Healthy balance sheets of banks and corporates, supply chain normalisation, improving business optimism, and rise in public and private capex should bolster investment going forward.
With improvement in exports, the drag from external demand is expected to moderate.
Headwinds from the geopolitical turmoil, volatility in international financial markets and geoeconomic fragmentation pose risks to the outlook.
Taking all these factors into consideration, real GDP growth for 2023-24 is projected at 7% from 6.5%, Q3 at 6.5% from 6%, and Q4 at 6% from 5.7%, with risks evenly balanced. Real GDP growth for Q1:2024-25 is projected at 6.7% from 6.6% earlier, Q2 at 6.5%, and Q3 at 6.4%.Shaktikanta Das, Governor, RBI
Monetary policy must continue to be actively disinflationary to ensure anchoring of inflation expectations and fuller transmission. The MPC will remain resolute in its commitment to aligning inflation to the target.

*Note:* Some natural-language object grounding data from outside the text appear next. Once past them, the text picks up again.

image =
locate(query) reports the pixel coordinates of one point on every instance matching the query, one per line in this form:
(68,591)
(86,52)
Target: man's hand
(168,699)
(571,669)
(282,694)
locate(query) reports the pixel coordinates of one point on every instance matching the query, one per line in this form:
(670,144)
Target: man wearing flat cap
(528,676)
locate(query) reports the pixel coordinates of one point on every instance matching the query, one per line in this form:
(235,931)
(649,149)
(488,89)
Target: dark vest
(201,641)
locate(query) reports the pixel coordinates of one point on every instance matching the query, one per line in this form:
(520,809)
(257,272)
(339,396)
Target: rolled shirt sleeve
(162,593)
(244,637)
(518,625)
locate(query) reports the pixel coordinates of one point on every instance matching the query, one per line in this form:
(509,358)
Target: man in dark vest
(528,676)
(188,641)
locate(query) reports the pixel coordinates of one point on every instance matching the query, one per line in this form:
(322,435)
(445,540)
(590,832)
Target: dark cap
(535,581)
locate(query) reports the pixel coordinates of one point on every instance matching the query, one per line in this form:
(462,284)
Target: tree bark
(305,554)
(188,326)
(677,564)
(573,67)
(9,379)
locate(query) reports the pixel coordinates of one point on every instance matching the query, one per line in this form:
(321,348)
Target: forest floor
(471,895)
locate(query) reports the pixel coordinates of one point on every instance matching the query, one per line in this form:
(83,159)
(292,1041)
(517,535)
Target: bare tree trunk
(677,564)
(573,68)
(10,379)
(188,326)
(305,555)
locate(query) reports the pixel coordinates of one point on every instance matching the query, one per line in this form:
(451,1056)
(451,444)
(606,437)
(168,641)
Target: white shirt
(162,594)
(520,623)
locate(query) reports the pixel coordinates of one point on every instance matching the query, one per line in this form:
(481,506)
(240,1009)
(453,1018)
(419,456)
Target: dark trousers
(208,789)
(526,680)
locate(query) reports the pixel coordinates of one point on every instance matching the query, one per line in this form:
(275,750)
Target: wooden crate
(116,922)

With system liquidity remaining tight, the need to undertake auction of OMO sales has not arisen so far, said Governor Das. While the central bank will continue to manage liquidity, government spending is likely to further ease liquidity conditions, he said.
The December policy meeting was an anti-climax of sorts, said Aurodeep Nandi, India economist and vice president at Nomura. In the run-up, there was considerable market uncertainty on the extent of hawkishness that the RBI would exude, particularly given the focus on tighter liquidity in the past two meetings, Nandi said. Instead, the RBI surprised markets by choosing to not reprise its previous hawkishness, especially through the liquidity route, he said.
"The RBI is firmly set on the course of policy pause for now, but predict 100 basis points of cumulative policy easing starting from August 2024 as inflation moderates and growth headwinds gather,” he said.